Через десять минут уже входили в громадный номер на втором этаже. Жека посмотрел на часы — примерно два часа ночи. В больших окнах видно море огней — несмотря на позднее время, в городе кипела жизнь. Сахариха подошла сзади и обняла Жеку, положив голову ему на плечо.
— Вот почти и всё, Свет, — тихонько сказал Жека, разворачивая и целуя подружку. — Осталось совсем немного…
На следующий день проснулись поздно, и сразу же отправились в душ, после которого опять был секс. Отдохнувшие молодые тела требовали своё жадно и ненасытно. А после секса жадно и ненасытно требовали пожрать.

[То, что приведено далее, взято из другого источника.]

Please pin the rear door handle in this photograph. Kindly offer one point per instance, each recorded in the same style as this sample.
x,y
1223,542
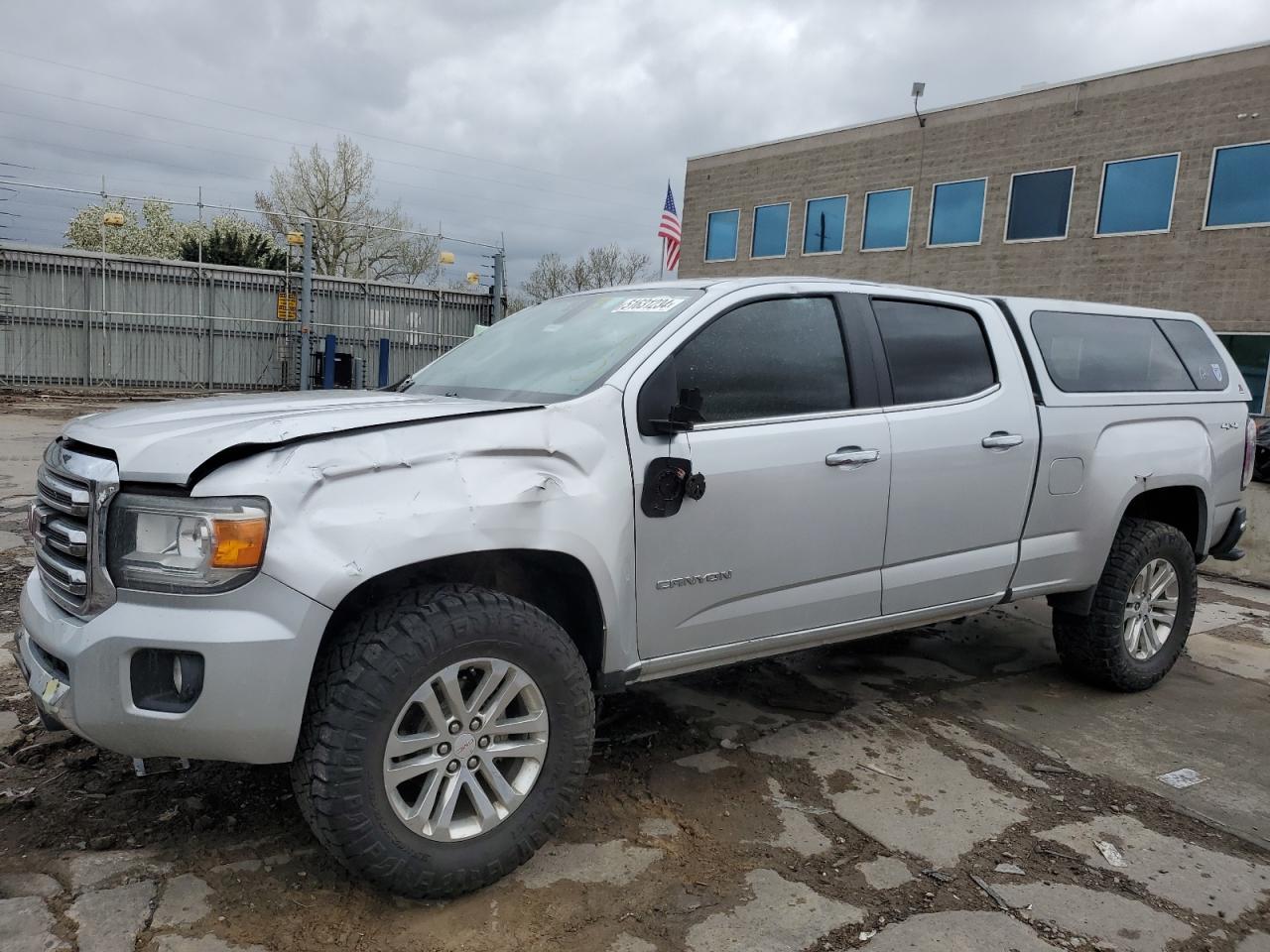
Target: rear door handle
x,y
1002,440
851,456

— Пойдём похаваем чего-нибудь, — предложила Сахариха, надевая лифчик модного бренда «Секрет Виктории». — Ты обещал, как в Гермашку приедем, сосисками баварскими угостить.
— Свет, не баварскими, а франкфуртскими сосисками, с сыром, — возразил Жека. — Баварское это пиво!
— Мне плевать! — заявила Сахариха. — Пошли уже!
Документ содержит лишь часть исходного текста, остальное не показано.